Our goals for the conference were to:
- Learn more about the types of homegrown firms that are creating most of the jobs and wealth in the state.
- Understand the factors that can help high impact firms expand in our state.
- Obtain information about the entrepreneurship strategies that work in other regions of the country.
- Discuss some specific steps that we can take in South Carolina to promote high impact entrepreneurship.
Research presented by USC professor Dr. Doug Woodward indicated that:
- Small businesses with fewer than 20 employees are creating a disproportionately large share of South Carolina’s jobs.
- In any four-year period during the last 10 years, 2.5 percent of all South Carolina-based “high impact” firms created almost all of the net new jobs in the state.
- “High impact” firms are spread across industry sectors.
- High-impact firms are highly urban.
- About half are in traded sectors of the economy.
- South Carolina is not growing as many small firms into big firms as our neighboring states.
Based on interviews with South Carolina’s high growth firms and economic developers in the state, six of the most critical constraints to growth fall into the following categories:
- Lack of Access to Affordable Financing
- Lack of High-level Management Talent
- High Business-related Taxes in Some Areas
- Need for more Collaboration Related to Innovation
- A Less than Robust Entrepreneurial Culture
- Difficulties in Attracting and Retaining High-level Professional and Technical Workers.
Kurt Dassell with the Monitor Group, a global economic development consulting firm, indicated that many regions have difficulties implementing entrepreneurship strategies because: (1) they try and fail to become the next Silicon Valley, and (2) they do not understand their particular region’s strengths and weaknesses and - consequently - they do not pursue solutions that are tailored to their regions.

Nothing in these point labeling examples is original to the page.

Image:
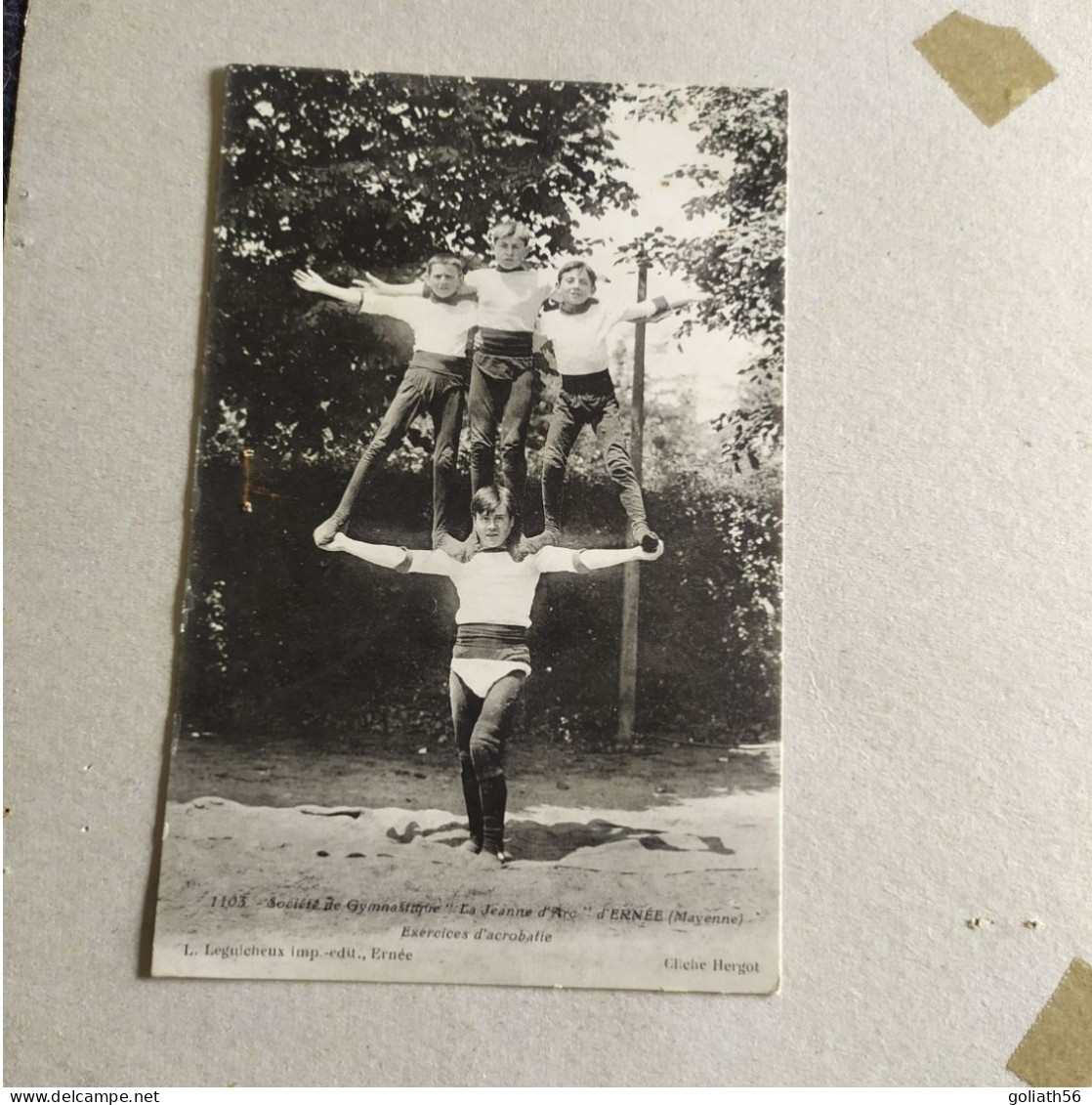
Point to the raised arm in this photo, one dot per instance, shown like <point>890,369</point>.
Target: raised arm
<point>594,559</point>
<point>377,285</point>
<point>311,280</point>
<point>382,556</point>
<point>657,309</point>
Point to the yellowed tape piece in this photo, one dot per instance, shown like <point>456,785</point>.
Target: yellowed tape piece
<point>1057,1050</point>
<point>992,69</point>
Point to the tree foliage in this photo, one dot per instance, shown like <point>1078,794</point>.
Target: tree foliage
<point>348,173</point>
<point>739,264</point>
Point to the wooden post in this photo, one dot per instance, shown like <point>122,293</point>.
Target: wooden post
<point>631,583</point>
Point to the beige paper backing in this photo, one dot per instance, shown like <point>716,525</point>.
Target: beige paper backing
<point>938,553</point>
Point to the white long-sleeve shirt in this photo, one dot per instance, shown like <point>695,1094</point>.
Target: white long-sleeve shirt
<point>510,300</point>
<point>491,587</point>
<point>580,338</point>
<point>439,327</point>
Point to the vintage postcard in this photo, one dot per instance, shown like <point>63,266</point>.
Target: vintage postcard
<point>481,651</point>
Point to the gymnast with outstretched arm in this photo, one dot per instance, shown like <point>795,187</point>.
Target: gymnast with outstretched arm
<point>490,659</point>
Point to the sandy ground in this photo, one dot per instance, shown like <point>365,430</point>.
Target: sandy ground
<point>673,885</point>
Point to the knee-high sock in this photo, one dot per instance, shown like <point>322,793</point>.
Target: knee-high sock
<point>473,797</point>
<point>493,799</point>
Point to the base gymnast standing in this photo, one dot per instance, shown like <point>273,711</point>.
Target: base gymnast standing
<point>490,659</point>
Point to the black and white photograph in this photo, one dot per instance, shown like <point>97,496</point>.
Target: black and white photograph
<point>480,665</point>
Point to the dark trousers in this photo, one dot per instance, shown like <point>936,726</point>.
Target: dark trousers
<point>499,409</point>
<point>571,413</point>
<point>442,398</point>
<point>482,731</point>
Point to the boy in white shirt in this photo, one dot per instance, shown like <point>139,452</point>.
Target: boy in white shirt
<point>490,659</point>
<point>577,330</point>
<point>501,389</point>
<point>434,382</point>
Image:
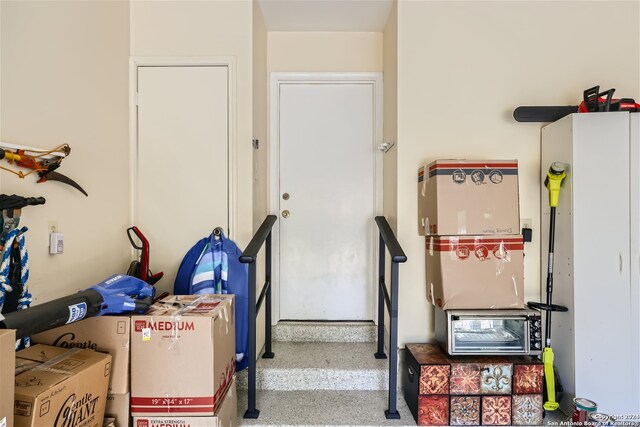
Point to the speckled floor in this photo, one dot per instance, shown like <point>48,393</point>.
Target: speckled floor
<point>322,384</point>
<point>321,366</point>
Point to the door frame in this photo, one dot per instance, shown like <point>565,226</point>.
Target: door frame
<point>232,169</point>
<point>280,78</point>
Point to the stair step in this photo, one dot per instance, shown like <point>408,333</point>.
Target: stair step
<point>320,366</point>
<point>323,408</point>
<point>325,331</point>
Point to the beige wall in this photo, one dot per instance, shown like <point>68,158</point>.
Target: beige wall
<point>324,51</point>
<point>390,162</point>
<point>208,28</point>
<point>462,69</point>
<point>64,68</point>
<point>260,156</point>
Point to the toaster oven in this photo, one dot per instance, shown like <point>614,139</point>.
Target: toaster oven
<point>490,332</point>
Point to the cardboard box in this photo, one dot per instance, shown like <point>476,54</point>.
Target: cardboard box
<point>65,387</point>
<point>182,355</point>
<point>225,416</point>
<point>118,408</point>
<point>468,197</point>
<point>7,368</point>
<point>475,271</point>
<point>102,333</point>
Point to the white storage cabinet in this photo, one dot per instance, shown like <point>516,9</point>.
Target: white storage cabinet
<point>597,258</point>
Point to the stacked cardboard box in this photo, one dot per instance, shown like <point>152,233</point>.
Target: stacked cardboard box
<point>471,390</point>
<point>7,368</point>
<point>224,416</point>
<point>60,387</point>
<point>109,334</point>
<point>183,356</point>
<point>468,212</point>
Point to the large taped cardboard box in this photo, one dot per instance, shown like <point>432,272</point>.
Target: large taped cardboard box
<point>118,409</point>
<point>475,272</point>
<point>468,197</point>
<point>225,415</point>
<point>60,387</point>
<point>102,333</point>
<point>182,355</point>
<point>7,368</point>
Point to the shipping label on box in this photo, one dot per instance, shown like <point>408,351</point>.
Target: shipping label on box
<point>183,355</point>
<point>7,368</point>
<point>475,272</point>
<point>225,415</point>
<point>64,388</point>
<point>102,333</point>
<point>468,197</point>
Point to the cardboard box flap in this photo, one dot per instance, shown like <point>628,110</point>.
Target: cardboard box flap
<point>451,166</point>
<point>41,366</point>
<point>40,353</point>
<point>468,197</point>
<point>57,359</point>
<point>33,382</point>
<point>24,365</point>
<point>191,305</point>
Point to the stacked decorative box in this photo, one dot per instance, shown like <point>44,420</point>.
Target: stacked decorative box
<point>444,390</point>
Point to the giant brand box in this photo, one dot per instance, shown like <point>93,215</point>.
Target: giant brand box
<point>102,333</point>
<point>60,387</point>
<point>468,197</point>
<point>475,272</point>
<point>182,355</point>
<point>225,415</point>
<point>7,368</point>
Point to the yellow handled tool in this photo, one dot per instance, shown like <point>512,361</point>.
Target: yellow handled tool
<point>553,181</point>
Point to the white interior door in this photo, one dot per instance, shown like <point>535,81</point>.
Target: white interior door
<point>182,160</point>
<point>326,183</point>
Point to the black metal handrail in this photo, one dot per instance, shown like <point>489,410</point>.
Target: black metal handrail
<point>249,257</point>
<point>388,240</point>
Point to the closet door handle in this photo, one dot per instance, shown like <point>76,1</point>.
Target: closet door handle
<point>621,263</point>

He recommended that South Carolina should focus on a small number of initiatives designed to increase the base of management talent and to improve access to financing.
4. What are the Next Steps?
In collaboration with the economic development community and the organizations that provide services to entrepreneurs, New Carolina has pledged to identify three or four recommendations on strategies that can help to build a stronger base of homegrown firms. Stay tuned. We are still digesting the information from the conference.
There was one clear message from conference participants, though. They identified a strong need for a highly visible statewide “portal” that is recognized as the one place that entrepreneurs and service providers can go to find resources and information. That is an idea that will be explored further.
5. One Other Success Story
During the conference, representatives from the organizations that currently operate or plan to open an incubator met to form the South Carolina Incubator Association. Thanks to Joel Stevenson, the Executive Director of the USC/Columbia Technology Incubator, for taking the lead on this initiative.